American sportswriter (1925–2013)

Cooper Rollow (1925 in Wichita, Kansas – March 29, 2013 in Elmhurst, Illinois) was an American sportswriter for 35 years as a writer and sports editor (1965–1977) for the Chicago Tribune, mostly on pro football. He was awarded the Dick McCann Memorial Award from the Pro Football Hall of Fame in 1985.

Rollow was a four-time winner of the Illinois Associated Press (AP) sports contest. Rollow won the AP competition in 1960 for a three-part series on the late Vince Lombardi, in 1964 for his coverage of the deaths of Willie Galimore and John Farrington of the Chicago Bears in a training camp auto accident, in 1973 for his portrayal of the dramatic and tragic events in the Munich Olympic Games and 1974 for his coverage of the Ali-Frazier fight in Madison Square Garden.

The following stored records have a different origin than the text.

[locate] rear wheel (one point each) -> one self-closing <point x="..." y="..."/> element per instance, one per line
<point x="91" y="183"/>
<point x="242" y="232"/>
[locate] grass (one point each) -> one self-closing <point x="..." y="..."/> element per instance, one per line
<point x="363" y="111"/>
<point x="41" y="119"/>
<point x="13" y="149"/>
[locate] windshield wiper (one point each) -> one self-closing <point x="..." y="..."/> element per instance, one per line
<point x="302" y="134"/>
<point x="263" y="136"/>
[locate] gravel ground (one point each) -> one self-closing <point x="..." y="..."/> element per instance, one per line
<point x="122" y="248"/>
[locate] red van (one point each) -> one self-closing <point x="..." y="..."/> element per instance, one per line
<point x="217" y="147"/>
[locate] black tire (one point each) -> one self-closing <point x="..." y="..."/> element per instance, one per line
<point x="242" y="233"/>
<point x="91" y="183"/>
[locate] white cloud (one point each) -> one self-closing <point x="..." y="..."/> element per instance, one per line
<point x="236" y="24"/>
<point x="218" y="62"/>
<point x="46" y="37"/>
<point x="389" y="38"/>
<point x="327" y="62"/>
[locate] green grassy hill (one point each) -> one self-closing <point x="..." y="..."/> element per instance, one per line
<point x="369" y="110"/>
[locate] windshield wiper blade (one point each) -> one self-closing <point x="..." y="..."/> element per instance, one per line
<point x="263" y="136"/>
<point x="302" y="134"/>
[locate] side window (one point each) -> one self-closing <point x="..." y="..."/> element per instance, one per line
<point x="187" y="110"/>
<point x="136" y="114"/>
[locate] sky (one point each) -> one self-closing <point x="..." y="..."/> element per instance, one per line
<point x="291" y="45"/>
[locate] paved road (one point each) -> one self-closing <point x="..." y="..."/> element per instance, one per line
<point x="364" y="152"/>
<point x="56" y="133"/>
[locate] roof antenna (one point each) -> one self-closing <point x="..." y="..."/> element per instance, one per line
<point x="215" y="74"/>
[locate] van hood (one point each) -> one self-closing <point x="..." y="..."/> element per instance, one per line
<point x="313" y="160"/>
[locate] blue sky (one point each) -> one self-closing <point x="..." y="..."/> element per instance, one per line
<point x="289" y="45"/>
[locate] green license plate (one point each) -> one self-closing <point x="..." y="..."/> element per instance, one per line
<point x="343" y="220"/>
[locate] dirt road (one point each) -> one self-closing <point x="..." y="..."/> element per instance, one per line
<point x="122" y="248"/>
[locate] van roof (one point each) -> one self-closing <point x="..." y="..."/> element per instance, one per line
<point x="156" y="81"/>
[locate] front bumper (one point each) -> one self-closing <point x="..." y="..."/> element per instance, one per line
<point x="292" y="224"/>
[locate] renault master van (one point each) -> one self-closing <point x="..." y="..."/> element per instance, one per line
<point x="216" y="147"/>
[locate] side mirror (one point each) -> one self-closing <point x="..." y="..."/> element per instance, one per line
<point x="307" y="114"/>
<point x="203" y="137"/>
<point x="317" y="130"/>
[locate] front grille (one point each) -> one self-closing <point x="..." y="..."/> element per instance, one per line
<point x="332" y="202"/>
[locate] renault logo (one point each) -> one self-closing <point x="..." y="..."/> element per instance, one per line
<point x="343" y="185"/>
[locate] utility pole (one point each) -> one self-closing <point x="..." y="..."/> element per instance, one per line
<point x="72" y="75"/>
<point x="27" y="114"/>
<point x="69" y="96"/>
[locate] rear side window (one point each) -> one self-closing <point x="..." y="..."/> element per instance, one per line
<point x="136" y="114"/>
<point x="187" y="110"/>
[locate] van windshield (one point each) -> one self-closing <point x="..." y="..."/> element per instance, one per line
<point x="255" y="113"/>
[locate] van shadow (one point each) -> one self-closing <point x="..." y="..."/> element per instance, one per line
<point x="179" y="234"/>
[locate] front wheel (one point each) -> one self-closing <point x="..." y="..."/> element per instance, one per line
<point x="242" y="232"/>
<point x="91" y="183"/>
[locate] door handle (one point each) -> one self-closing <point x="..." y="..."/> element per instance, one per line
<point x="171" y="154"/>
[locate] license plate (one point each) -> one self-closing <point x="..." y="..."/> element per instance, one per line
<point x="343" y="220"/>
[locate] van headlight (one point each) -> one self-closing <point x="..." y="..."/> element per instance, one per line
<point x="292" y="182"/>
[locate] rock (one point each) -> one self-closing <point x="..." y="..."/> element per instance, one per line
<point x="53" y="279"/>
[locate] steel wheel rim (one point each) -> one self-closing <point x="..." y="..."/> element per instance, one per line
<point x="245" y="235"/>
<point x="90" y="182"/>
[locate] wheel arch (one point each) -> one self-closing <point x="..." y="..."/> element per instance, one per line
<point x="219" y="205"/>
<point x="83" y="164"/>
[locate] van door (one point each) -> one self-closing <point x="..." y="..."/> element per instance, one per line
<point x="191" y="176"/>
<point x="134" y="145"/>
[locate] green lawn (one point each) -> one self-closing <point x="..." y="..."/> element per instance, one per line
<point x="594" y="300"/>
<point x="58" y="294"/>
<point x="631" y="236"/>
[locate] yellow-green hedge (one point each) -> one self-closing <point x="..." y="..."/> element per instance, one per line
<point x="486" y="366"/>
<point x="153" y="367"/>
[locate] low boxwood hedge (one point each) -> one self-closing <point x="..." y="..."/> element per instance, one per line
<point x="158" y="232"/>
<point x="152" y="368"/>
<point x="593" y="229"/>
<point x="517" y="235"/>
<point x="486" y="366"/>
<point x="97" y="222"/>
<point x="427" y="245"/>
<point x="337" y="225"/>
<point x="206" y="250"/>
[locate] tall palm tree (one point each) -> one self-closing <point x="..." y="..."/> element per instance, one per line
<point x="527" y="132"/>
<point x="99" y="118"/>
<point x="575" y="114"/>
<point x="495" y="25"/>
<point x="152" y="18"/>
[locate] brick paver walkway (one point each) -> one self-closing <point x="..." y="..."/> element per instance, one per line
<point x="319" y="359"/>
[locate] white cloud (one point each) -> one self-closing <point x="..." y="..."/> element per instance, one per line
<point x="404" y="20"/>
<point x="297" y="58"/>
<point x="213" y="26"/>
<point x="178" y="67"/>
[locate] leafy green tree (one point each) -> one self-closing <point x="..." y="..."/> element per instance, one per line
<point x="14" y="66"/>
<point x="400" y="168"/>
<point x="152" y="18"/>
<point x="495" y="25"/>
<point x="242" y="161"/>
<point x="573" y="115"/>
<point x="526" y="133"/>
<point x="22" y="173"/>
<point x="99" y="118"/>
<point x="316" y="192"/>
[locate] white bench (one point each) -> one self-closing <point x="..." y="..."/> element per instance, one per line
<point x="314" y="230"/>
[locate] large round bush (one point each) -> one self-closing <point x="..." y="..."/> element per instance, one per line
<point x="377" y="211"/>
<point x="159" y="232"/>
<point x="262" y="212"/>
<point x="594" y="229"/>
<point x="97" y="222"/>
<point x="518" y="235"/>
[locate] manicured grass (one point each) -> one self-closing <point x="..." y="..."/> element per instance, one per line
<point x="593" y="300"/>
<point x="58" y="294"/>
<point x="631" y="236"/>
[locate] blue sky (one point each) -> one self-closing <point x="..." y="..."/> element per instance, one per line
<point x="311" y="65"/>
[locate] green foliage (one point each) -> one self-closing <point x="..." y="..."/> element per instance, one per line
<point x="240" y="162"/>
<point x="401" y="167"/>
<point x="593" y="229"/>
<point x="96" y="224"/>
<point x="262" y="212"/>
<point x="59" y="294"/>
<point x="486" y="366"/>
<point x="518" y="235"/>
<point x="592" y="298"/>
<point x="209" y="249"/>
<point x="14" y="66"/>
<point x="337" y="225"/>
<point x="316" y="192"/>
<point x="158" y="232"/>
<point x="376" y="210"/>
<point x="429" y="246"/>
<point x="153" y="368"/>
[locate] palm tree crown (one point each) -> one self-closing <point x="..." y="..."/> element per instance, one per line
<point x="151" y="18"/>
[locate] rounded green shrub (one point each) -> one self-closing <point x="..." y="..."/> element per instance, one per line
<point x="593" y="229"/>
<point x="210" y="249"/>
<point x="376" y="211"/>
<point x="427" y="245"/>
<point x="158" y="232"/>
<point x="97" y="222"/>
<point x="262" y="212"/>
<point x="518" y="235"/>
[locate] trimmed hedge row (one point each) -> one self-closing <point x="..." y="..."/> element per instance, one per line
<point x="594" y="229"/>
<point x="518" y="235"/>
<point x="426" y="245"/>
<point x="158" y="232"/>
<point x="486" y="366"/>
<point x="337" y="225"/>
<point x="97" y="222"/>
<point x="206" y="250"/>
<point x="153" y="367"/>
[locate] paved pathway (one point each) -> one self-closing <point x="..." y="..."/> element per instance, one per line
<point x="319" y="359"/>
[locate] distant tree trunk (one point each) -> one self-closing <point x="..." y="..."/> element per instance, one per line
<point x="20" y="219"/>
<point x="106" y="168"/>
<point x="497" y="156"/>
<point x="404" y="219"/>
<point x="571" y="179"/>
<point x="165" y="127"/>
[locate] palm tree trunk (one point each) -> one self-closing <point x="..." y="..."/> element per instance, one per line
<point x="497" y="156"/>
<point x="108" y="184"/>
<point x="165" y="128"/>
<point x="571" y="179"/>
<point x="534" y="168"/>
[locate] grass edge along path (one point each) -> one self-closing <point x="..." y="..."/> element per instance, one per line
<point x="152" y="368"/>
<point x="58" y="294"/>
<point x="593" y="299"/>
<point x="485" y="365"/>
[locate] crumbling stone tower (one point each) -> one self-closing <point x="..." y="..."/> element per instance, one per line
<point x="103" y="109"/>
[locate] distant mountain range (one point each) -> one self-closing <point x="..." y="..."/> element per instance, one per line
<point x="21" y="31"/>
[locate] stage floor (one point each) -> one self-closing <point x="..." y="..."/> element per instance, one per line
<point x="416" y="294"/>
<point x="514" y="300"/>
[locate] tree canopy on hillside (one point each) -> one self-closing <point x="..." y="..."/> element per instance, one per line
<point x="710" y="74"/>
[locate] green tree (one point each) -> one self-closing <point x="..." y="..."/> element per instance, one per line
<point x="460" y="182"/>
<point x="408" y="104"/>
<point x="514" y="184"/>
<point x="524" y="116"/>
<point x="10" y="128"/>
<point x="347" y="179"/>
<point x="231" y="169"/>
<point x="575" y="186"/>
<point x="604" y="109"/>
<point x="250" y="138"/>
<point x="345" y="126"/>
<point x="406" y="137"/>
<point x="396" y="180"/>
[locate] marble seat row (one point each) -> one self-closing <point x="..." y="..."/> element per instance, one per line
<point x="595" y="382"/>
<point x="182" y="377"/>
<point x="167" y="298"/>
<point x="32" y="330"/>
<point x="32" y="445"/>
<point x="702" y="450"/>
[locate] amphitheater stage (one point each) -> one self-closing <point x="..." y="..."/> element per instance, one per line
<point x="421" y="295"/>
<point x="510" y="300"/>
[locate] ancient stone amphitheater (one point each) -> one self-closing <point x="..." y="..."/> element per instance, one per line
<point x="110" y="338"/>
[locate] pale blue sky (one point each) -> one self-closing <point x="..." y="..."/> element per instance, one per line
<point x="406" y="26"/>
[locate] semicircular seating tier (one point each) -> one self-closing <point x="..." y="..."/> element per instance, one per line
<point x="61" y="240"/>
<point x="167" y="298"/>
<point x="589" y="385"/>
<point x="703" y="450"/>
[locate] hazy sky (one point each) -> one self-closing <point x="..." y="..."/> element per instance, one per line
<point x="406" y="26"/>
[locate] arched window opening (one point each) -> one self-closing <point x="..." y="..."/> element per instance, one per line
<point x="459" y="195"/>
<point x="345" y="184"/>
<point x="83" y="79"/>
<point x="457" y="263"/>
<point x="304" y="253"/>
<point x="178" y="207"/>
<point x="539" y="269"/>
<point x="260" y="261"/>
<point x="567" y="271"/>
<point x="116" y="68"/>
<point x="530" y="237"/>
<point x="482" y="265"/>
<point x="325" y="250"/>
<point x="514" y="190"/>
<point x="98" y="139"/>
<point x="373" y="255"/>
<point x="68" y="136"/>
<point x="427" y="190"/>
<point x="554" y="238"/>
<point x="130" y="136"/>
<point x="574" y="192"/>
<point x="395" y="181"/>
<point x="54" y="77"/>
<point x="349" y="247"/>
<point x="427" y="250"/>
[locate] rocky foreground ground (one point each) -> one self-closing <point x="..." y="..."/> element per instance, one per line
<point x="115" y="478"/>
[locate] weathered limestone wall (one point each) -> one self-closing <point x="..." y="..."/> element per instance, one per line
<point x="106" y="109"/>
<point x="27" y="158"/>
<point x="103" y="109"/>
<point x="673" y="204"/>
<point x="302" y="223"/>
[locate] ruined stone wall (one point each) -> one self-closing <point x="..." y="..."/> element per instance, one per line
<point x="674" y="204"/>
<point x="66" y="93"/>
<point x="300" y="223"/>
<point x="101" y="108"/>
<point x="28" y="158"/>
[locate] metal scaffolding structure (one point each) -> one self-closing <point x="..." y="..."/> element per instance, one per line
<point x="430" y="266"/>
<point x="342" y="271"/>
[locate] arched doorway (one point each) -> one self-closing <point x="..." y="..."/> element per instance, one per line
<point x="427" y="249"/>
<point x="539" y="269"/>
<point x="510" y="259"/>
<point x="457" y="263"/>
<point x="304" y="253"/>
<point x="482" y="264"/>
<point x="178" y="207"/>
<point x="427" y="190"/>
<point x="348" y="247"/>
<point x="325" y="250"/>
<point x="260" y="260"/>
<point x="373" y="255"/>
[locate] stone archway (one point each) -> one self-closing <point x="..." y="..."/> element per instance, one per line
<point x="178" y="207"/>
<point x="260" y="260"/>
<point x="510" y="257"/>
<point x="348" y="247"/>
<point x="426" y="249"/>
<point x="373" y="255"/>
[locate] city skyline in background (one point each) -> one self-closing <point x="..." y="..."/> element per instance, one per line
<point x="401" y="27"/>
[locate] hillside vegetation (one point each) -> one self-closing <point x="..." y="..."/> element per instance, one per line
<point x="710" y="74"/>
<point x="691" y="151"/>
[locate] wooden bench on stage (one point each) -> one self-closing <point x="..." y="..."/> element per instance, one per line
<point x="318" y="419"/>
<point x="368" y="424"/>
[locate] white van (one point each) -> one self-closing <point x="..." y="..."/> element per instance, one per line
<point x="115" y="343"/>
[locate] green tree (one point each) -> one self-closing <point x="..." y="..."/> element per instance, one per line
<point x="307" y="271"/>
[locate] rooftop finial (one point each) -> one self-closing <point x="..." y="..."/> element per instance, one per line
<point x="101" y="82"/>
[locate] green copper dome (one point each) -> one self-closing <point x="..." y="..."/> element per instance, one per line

In 1969, Rollow won the United Press International award for his coverage of the Green Bay Packers' climactic victory over the Chicago Bears.

He served as President of the Pro Football Writers of America (PFWA) (1983–84). He also served as the former President of the Chicago Professional Football Writers Association, a director of the National College Football Writers Association and an elector in the Pro Football Hall of Fame.

A Kansas native and 1949 graduate of the University of Kansas, Rollow held newspaper positions in Fort Scott, Kansas and Lincoln, Nebraska before he was hired by the late Arch Ward, the previous sports editor of The Chicago Tribune.

Rollow also saw combat duty in Gen. Patton's Third Army in World War II.

Rollow was described by author Jeff Davis as "the leading journalist of his time concerning the relationship of [former Chicago Bears head coach and owner George] Halas and [Green Bay Packers head coach] Vince Lombardi."

Rollow was also a posthumous winner of the 2020/2021 Ring Lardner Award for Excellence in Sports Journalism.